In United States parliamentary procedure, recognition, or assignment of the floor, is the exclusive right to be heard at that time by a member of a deliberative assembly. With a few exceptions, a member must be recognized by the chairperson before engaging in debate or making a motion.

== Rules ==
The general rule is that the first member to rise and address the chair after another member has yielded the floor (by sitting down) is entitled to the floor.

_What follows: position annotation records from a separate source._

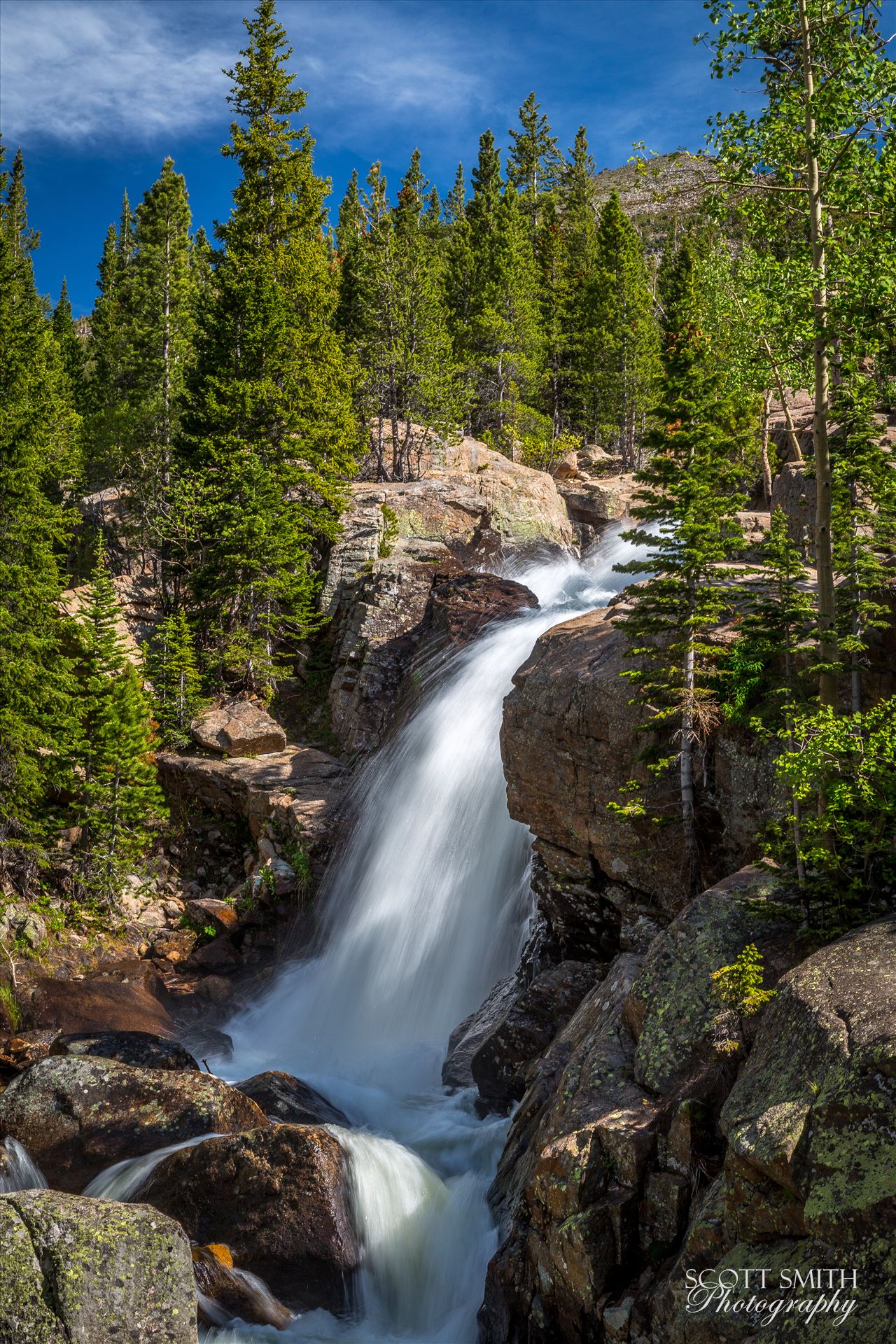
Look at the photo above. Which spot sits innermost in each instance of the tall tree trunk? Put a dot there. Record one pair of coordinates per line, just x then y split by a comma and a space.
766, 464
824, 561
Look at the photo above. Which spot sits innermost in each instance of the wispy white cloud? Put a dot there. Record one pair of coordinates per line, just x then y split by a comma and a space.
80, 70
131, 70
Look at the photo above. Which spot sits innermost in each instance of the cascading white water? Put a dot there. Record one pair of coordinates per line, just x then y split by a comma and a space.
426, 907
18, 1170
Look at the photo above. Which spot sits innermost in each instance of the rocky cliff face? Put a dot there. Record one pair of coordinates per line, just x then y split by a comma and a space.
571, 742
470, 508
641, 1151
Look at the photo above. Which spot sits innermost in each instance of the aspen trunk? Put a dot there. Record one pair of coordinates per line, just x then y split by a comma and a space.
824, 562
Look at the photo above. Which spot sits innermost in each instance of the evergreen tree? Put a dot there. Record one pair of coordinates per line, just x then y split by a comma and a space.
269, 432
533, 160
688, 499
409, 387
159, 323
864, 524
71, 347
35, 676
492, 274
615, 354
118, 794
351, 229
174, 671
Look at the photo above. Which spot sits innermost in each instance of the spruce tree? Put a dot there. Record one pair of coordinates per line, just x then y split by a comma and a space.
533, 160
71, 347
864, 526
687, 502
269, 432
615, 359
174, 672
36, 426
493, 293
118, 793
159, 327
409, 387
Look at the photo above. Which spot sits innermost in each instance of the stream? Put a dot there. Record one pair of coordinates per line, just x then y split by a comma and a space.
426, 906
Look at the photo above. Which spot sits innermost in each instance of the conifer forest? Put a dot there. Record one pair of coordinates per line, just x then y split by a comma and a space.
448, 730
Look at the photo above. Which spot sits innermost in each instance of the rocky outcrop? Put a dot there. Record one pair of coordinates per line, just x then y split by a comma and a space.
469, 507
597, 502
809, 1171
227, 1292
90, 1272
290, 1222
289, 1101
391, 619
130, 1047
461, 605
501, 1060
620, 1124
238, 727
132, 997
570, 743
78, 1116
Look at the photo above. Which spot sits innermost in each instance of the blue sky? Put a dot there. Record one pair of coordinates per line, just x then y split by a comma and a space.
99, 92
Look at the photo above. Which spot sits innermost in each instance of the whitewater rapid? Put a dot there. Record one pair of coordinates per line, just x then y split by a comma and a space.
426, 907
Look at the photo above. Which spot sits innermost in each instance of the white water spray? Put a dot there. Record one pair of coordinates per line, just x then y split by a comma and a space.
426, 909
18, 1170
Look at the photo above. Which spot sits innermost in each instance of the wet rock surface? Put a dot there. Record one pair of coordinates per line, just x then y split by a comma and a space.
78, 1116
238, 727
128, 1047
523, 1031
128, 997
89, 1272
289, 1101
279, 1199
570, 742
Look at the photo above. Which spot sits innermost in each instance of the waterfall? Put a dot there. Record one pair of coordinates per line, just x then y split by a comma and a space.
426, 907
18, 1171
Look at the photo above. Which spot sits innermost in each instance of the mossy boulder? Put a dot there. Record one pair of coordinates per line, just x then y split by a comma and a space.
672, 1008
141, 1049
279, 1199
78, 1116
93, 1272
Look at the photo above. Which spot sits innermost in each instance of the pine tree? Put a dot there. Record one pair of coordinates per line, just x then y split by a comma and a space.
269, 432
533, 160
118, 793
174, 672
615, 358
35, 428
71, 347
159, 323
688, 498
410, 390
493, 295
864, 524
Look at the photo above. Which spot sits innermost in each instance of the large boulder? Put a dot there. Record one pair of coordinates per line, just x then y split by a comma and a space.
469, 1034
279, 1199
78, 1116
289, 1101
298, 788
238, 729
461, 605
571, 741
501, 1062
93, 1272
130, 1047
809, 1175
620, 1123
131, 999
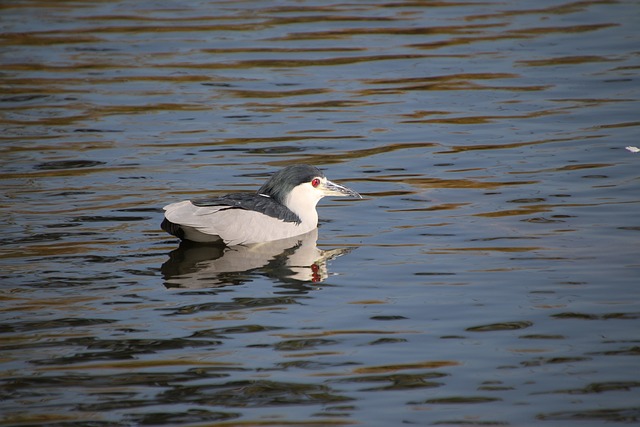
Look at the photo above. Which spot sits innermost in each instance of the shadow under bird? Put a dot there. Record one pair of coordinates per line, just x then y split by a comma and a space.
285, 206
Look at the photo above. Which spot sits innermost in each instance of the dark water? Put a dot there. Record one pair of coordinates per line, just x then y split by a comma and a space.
491, 275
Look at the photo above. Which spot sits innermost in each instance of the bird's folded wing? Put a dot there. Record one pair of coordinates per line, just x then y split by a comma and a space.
250, 202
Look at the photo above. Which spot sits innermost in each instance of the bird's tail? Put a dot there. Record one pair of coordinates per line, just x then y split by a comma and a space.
173, 229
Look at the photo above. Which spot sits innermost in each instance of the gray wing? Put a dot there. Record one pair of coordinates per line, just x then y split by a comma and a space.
250, 202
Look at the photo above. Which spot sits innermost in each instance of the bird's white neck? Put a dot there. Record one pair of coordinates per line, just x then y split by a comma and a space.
302, 201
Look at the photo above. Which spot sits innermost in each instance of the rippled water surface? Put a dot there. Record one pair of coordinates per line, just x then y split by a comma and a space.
490, 275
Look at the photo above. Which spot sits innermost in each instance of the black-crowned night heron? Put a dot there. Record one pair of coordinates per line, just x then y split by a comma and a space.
285, 206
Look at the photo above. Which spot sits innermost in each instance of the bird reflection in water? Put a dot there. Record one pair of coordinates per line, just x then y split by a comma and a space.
297, 258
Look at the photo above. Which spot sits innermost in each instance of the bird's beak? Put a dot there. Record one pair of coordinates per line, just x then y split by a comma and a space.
332, 189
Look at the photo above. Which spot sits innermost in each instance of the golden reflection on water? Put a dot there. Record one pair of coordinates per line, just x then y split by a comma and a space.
500, 205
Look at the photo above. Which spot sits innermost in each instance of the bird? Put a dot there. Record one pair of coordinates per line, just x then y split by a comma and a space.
285, 206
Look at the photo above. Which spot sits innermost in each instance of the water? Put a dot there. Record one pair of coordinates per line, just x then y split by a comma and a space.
489, 277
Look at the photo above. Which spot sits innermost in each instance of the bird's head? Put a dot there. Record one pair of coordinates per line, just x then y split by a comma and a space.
300, 187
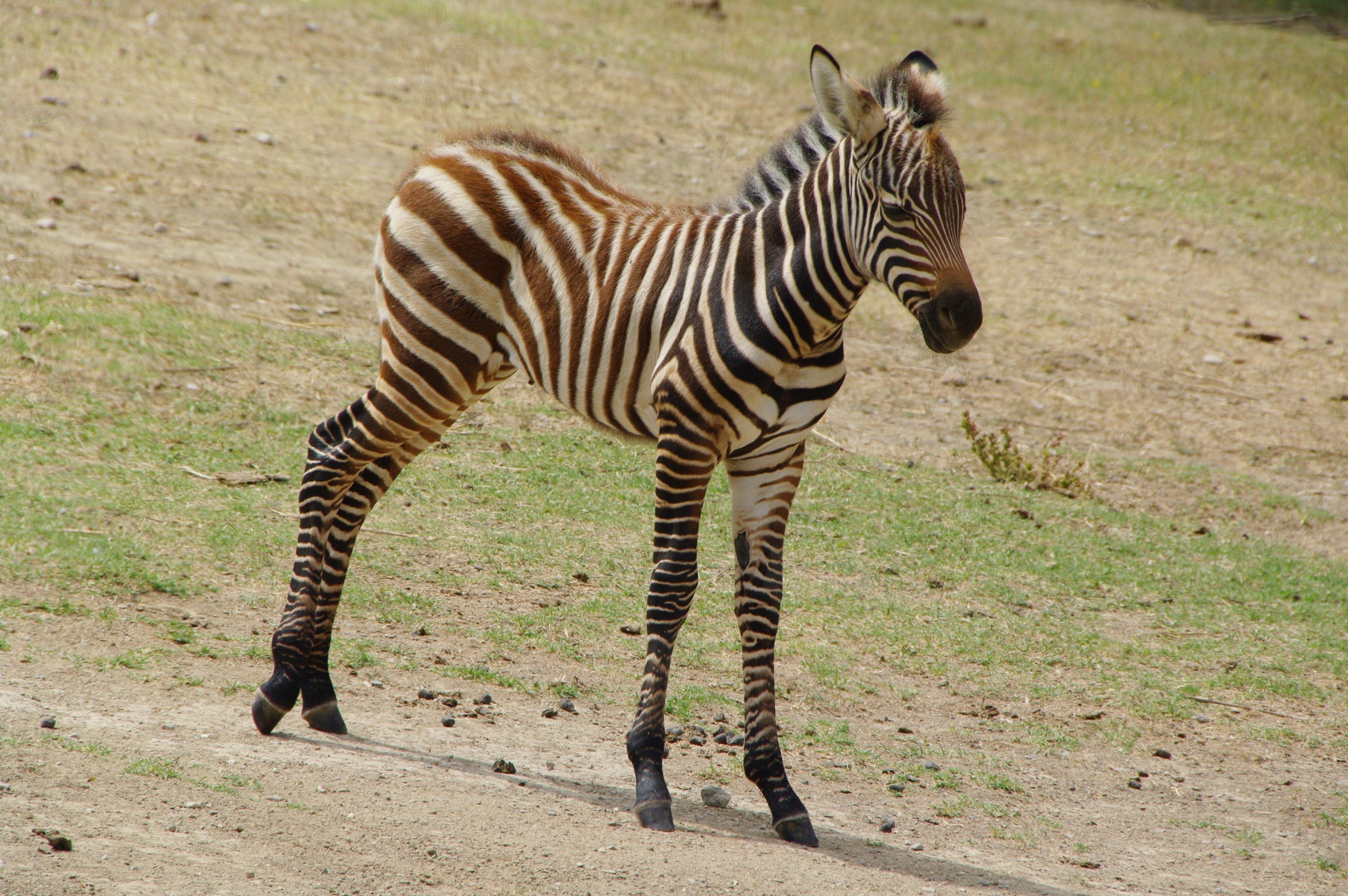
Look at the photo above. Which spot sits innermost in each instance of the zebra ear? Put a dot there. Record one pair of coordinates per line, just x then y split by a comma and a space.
925, 90
843, 102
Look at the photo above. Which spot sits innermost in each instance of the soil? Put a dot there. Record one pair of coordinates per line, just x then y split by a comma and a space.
1098, 327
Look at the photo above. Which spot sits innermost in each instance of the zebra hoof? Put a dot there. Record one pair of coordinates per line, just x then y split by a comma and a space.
266, 715
325, 717
797, 831
656, 816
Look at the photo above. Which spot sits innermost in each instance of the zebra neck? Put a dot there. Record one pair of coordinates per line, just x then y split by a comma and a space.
812, 276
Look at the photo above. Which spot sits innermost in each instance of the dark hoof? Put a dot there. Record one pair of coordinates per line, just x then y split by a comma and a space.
797, 831
266, 715
325, 717
657, 817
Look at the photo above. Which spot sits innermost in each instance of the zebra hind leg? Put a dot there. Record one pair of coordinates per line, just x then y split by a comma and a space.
375, 479
683, 472
352, 460
761, 495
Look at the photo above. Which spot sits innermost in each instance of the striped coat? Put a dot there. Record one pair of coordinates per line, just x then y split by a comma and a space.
715, 333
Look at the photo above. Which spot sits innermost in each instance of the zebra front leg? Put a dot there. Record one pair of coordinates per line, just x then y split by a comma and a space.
683, 471
762, 490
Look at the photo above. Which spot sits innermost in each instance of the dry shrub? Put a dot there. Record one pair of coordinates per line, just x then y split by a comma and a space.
1050, 472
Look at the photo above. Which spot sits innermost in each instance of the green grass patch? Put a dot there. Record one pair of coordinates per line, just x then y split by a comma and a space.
154, 768
1083, 603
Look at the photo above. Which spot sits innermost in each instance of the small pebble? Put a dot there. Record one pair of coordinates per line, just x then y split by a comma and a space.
716, 797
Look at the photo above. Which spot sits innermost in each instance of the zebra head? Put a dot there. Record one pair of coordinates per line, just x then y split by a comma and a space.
909, 196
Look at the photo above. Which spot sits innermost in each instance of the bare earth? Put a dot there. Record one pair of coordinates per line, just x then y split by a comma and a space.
1098, 327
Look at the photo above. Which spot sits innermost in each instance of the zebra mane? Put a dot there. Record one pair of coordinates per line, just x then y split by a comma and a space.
902, 88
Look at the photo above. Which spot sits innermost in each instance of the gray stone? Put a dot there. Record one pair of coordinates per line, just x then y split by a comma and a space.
716, 797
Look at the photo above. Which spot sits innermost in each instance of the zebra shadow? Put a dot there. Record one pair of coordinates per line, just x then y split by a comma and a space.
742, 824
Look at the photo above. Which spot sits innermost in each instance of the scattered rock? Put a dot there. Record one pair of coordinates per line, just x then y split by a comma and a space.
716, 797
58, 841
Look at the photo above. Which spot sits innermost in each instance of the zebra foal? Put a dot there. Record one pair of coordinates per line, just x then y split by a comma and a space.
713, 333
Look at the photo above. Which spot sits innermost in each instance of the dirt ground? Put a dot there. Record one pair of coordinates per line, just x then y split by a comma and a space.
1098, 327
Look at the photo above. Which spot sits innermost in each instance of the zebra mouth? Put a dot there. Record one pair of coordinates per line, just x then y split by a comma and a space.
929, 335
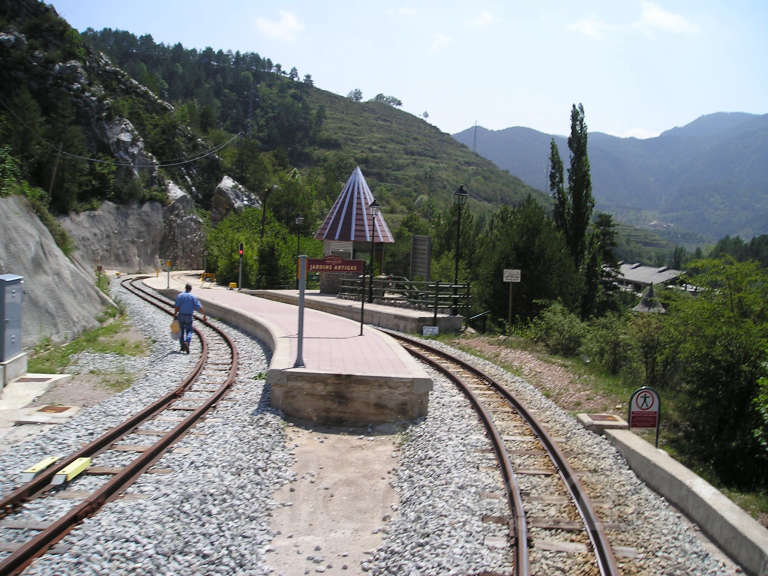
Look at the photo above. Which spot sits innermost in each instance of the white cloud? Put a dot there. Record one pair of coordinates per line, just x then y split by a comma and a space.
285, 28
641, 133
440, 41
482, 20
655, 18
591, 27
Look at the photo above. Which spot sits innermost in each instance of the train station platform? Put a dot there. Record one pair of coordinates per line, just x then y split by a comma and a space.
400, 319
347, 378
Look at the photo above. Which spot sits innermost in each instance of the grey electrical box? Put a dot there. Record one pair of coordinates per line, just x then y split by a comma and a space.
11, 290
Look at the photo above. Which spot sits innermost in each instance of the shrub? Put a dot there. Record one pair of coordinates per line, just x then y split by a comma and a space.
609, 344
559, 330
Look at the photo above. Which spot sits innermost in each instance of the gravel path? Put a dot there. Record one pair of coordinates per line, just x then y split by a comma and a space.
211, 515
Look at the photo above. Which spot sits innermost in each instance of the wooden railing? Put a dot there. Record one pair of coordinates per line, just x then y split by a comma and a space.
438, 297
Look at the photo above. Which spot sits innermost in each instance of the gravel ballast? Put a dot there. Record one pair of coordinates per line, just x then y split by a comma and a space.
211, 513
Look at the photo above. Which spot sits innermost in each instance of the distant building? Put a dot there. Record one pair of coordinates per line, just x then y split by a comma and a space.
349, 229
638, 277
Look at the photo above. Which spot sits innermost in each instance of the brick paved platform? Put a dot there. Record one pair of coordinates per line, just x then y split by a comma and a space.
347, 379
400, 319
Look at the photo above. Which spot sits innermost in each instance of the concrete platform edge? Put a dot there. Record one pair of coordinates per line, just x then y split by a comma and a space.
738, 534
281, 373
350, 309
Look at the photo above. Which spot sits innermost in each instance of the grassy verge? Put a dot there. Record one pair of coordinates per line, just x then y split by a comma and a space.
606, 392
50, 358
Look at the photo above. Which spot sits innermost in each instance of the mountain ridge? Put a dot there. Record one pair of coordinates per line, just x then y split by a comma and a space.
708, 176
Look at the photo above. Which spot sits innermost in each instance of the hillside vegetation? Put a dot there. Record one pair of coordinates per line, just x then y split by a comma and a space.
77, 130
693, 184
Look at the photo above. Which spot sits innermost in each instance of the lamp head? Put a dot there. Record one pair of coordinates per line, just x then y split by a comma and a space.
461, 195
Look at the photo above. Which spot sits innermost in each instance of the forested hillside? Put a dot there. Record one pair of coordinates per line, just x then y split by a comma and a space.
708, 178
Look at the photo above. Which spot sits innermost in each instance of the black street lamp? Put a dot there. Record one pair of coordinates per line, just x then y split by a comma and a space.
460, 198
374, 208
299, 222
267, 192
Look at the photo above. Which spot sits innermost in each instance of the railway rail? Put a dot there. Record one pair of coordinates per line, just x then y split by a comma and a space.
163, 422
524, 450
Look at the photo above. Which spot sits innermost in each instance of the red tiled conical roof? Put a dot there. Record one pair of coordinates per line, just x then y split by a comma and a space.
350, 218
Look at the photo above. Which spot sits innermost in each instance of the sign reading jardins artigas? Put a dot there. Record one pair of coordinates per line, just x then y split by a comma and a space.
334, 264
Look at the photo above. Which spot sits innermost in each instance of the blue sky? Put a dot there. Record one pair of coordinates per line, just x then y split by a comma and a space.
639, 67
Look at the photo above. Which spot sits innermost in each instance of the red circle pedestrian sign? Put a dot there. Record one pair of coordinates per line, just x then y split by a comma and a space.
644, 408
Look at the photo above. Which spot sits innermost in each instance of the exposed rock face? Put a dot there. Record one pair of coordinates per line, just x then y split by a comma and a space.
230, 195
139, 238
125, 238
60, 300
183, 239
127, 146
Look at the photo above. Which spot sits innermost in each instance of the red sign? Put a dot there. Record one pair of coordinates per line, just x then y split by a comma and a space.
334, 264
644, 408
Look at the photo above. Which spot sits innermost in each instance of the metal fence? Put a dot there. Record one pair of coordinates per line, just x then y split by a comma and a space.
438, 297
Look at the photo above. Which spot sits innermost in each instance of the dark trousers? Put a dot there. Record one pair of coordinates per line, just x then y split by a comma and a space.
185, 325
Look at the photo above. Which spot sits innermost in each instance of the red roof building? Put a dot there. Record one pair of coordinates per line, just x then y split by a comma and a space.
350, 218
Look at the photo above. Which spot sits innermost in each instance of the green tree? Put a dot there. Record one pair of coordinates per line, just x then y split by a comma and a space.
722, 344
581, 202
525, 238
561, 208
9, 171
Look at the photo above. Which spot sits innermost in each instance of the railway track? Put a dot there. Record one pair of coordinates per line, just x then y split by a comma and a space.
118, 457
549, 508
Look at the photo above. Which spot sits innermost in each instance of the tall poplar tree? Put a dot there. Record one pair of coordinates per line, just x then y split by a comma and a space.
562, 208
579, 187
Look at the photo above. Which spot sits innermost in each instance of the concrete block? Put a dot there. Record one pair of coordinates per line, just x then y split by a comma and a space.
733, 530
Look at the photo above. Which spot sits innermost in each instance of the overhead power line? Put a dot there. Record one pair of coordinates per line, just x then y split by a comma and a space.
161, 164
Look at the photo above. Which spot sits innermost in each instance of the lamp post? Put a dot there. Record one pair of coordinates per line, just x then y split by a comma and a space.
460, 198
374, 208
267, 192
299, 222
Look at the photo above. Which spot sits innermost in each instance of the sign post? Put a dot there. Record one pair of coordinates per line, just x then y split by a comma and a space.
300, 338
240, 268
337, 264
511, 276
645, 410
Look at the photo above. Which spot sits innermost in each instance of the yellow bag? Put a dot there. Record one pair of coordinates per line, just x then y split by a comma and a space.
175, 329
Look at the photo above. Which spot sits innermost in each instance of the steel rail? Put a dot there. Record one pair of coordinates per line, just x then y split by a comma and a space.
606, 560
20, 558
522, 566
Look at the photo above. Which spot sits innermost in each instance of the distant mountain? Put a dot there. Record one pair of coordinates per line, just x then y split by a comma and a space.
709, 177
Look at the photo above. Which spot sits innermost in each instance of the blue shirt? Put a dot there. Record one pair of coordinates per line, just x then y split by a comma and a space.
187, 303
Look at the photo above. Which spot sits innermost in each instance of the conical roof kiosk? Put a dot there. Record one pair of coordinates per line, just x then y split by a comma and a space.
350, 229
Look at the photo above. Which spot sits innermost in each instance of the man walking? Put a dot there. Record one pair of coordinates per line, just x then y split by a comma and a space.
186, 304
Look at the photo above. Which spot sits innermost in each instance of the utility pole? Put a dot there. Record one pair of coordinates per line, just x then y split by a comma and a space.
55, 167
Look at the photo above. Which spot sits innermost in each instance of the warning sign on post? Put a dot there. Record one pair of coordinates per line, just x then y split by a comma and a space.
644, 407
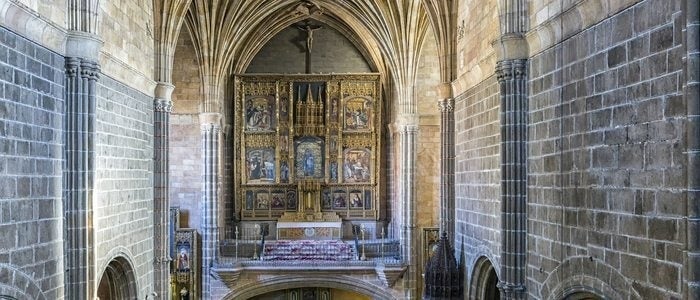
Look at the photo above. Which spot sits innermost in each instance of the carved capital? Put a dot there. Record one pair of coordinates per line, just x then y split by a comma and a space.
162, 105
511, 69
446, 105
72, 66
89, 70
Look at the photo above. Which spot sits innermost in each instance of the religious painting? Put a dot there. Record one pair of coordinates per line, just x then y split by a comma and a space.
292, 199
183, 257
356, 165
333, 171
259, 113
309, 158
357, 114
260, 165
249, 199
284, 172
284, 108
431, 238
174, 226
339, 199
262, 200
368, 199
184, 262
326, 199
284, 141
356, 199
310, 91
333, 147
334, 109
278, 198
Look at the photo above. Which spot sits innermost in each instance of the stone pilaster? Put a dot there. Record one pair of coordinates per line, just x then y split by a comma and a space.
407, 194
692, 94
211, 129
162, 106
447, 168
512, 79
79, 174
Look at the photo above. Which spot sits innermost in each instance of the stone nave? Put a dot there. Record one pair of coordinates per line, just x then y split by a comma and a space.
354, 149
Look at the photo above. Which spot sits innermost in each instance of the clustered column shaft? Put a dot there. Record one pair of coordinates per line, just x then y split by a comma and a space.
162, 107
210, 229
79, 172
407, 186
447, 168
511, 75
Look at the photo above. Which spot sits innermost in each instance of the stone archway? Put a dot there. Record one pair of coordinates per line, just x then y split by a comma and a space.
582, 296
117, 281
484, 283
339, 282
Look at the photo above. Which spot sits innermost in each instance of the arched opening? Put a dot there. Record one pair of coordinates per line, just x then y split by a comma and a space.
312, 293
339, 287
484, 281
582, 296
117, 281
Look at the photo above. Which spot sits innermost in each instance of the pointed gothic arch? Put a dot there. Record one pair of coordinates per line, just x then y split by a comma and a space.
117, 280
484, 280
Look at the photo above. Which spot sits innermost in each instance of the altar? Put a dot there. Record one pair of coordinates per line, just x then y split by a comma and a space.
293, 230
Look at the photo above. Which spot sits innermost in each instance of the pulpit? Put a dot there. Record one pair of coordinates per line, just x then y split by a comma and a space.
308, 222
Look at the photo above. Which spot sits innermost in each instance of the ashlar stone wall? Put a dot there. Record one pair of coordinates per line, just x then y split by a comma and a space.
478, 173
607, 170
123, 202
185, 134
31, 139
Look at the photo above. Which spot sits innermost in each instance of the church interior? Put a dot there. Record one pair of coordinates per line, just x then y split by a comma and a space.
354, 149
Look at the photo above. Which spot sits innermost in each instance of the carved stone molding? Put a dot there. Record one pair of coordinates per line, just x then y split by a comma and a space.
446, 105
162, 105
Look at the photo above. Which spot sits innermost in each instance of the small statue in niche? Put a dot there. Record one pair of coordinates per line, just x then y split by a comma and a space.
308, 163
284, 171
334, 171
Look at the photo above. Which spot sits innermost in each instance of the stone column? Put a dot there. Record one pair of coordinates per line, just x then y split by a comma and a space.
692, 94
407, 195
512, 79
211, 128
79, 173
162, 106
447, 168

Exceptions to this general rule include the following:
- The maker of a motion is entitled to speak first in debate on it.
- If a motion is made to implement a recommendation in a committee report, the member who presented the report to the assembly is entitled to preference in recognition.
- If a motion is taken from the table, the member who moved to take it from the table is entitled to preference in recognition.
- If a motion is reconsidered, the member who made the motion to reconsider is entitled to preference in recognition.
- If a member has already spoken on the pending motion, he may not speak again on it on the same day as long as any other member who has not spoken on the motion claims the floor.
- If the chair knows that persons seeking the floor have opposite opinions on the pending motion, the chair is to let the floor alternate between the opposing sides. This is sometimes accomplished by designating different microphones for those favoring and opposing a measure or having members hold up cards indicating their position.
- If the floor has been assigned but the member has not yet begun to speak, another member may interrupt to give previous notice of another motion.
If the chair made a mistake in assigning the floor, a point of order may be raised.

Once a member has the floor, that member should not be interrupted unless a rule is being broken or the urgency of the situation justifies the interruption (such as a member raising a point of order).